今回は、直接ユーザーがコンピューターにログオンしてコマンドレットを実行するのではなく、オンプレミス AD のログオン スクリプトを配置し、リモートで Hybrid Azure AD Join を解除できるか検証してみます。

実行するファイルとして、それぞれバッチファイルとして下記内容を用意しました。


startup.bat

@echo off
pushd %~dp0
powershell.exe -NoProfile -ExecutionPolicy Unrestricted -Command "Start-Process "dsregcmdexe" -verb Runas" 
@popd

dsregcmdexe.bat


dsregcmd /leave
timeout 60
shutdown -r 

グループ ポリシーの管理より、新しいグループ ポリシーを作成します。(名前は任意)

対象のグループ ポリシーを編集し、「コンピューターの構成」→「ポリシー」→「Windowsの設定」→「スクリプト(スタートアップ/シャットダウン)の」の順に選択します。

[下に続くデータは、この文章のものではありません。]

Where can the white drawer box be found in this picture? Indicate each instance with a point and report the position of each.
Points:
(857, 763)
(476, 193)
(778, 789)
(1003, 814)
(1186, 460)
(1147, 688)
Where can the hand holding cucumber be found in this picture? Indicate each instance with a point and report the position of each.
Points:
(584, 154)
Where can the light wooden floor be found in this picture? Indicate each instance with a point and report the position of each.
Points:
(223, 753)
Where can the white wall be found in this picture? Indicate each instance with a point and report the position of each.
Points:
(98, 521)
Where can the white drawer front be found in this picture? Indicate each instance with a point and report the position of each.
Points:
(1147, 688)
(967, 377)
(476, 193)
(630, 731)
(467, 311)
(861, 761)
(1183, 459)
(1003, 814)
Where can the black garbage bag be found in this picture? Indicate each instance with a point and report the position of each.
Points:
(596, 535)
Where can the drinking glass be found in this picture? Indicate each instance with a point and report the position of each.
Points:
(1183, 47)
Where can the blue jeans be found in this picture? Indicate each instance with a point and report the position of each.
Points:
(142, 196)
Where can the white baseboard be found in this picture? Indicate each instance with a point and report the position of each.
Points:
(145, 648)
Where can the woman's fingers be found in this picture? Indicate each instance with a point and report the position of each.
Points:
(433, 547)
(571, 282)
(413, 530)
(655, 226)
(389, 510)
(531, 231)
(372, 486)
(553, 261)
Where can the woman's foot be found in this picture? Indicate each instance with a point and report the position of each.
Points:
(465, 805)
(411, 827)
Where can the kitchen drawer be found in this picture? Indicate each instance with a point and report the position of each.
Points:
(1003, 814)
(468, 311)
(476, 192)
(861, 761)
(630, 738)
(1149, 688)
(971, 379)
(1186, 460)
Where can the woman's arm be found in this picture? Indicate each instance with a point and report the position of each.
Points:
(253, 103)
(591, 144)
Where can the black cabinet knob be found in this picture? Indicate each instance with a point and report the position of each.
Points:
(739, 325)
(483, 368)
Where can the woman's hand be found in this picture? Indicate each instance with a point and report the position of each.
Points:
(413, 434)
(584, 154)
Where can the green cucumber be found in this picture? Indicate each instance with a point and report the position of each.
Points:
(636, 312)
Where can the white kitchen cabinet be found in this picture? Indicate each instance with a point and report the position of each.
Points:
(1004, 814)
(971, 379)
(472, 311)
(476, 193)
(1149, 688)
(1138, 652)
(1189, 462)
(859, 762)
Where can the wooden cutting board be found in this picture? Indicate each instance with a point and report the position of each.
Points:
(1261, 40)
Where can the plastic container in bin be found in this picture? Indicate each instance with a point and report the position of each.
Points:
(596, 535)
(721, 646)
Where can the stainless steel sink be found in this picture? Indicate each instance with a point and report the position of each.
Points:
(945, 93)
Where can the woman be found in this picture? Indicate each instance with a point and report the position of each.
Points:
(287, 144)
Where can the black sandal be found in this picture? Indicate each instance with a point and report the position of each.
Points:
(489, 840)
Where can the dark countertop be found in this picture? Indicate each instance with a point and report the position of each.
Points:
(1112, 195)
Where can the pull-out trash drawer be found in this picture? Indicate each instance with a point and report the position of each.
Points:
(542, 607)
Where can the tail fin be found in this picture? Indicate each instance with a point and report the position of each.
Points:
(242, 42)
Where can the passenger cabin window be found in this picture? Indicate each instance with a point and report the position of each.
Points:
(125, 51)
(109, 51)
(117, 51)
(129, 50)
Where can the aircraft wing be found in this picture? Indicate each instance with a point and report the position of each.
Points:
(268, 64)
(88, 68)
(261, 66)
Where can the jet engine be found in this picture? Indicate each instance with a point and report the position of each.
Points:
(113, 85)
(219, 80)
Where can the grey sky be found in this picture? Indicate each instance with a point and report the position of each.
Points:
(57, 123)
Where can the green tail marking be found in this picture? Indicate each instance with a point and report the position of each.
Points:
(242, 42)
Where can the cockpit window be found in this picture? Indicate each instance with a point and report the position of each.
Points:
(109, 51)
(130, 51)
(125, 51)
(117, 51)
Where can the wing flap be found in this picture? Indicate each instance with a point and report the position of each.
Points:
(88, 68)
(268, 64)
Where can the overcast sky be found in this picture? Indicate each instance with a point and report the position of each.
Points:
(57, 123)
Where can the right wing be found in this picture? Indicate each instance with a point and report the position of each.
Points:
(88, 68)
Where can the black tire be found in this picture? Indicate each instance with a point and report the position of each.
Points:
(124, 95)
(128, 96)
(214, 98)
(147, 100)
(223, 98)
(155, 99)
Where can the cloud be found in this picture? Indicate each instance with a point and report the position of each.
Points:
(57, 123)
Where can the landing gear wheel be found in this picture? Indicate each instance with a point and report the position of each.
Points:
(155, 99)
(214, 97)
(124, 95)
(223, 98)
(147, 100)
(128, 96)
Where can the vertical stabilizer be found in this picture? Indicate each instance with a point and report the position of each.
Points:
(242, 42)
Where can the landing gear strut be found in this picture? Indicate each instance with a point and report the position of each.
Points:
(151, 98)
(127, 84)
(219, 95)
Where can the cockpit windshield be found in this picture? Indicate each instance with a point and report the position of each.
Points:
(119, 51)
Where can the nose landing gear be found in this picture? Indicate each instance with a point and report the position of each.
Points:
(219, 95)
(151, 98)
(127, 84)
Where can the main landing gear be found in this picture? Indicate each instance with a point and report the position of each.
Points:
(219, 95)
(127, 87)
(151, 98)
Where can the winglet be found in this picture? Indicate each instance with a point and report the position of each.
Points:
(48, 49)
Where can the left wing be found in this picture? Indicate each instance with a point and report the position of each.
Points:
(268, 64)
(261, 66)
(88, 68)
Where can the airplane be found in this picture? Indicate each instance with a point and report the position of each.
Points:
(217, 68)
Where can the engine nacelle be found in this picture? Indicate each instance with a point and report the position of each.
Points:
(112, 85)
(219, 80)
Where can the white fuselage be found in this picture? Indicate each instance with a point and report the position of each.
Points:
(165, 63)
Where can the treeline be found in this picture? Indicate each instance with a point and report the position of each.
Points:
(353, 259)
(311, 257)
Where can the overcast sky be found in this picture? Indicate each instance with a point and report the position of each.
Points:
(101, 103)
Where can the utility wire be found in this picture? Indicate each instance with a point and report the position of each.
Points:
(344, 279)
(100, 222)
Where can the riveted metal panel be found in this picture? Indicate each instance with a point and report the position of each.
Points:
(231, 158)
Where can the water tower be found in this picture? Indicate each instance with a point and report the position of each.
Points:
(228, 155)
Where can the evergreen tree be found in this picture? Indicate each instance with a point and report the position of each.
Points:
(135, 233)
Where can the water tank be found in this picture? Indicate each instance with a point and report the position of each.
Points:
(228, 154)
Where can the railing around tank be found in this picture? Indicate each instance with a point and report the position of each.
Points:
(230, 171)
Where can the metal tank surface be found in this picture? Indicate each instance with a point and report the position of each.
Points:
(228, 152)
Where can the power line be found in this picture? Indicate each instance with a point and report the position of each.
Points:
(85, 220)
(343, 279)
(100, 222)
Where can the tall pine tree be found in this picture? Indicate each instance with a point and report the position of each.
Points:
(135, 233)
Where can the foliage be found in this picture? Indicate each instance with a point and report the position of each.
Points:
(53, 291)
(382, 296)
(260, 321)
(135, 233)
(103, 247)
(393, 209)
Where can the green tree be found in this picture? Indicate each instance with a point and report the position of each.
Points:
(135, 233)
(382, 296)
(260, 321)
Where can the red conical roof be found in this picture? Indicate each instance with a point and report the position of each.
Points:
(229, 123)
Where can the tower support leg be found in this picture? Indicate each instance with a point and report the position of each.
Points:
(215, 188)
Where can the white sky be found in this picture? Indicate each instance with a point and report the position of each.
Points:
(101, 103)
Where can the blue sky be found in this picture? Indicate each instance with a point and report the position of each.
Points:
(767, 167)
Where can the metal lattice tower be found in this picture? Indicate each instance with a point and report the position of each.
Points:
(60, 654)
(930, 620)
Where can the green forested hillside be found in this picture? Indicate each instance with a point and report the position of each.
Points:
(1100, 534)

スタートアップを選択し、右クリックより「プロパティ」をクリックします。

startup.bat ファイルを選択します。対象のファイルが下記のとおり、ログオン スクリプトのフォルダに事前に格納しておく必要があります。
(\shyamag014.work\SysVol\shyamag014.work\Policies{5CA65F2E-C0B2-4FF3-BBF7-E6DE738D3AD3}\Machine\Scripts\Startup)

スクリプトの一覧に「startup.bat」が表示されていることを確認し、「OK」をクリックします。

同様に「dsregcmdexe.bat」スクリプトも追加し、「OK」をクリックします。

OU名「Remove_Computers」を選択し右クリックより、「既存の GPO のリンク」をクリックします。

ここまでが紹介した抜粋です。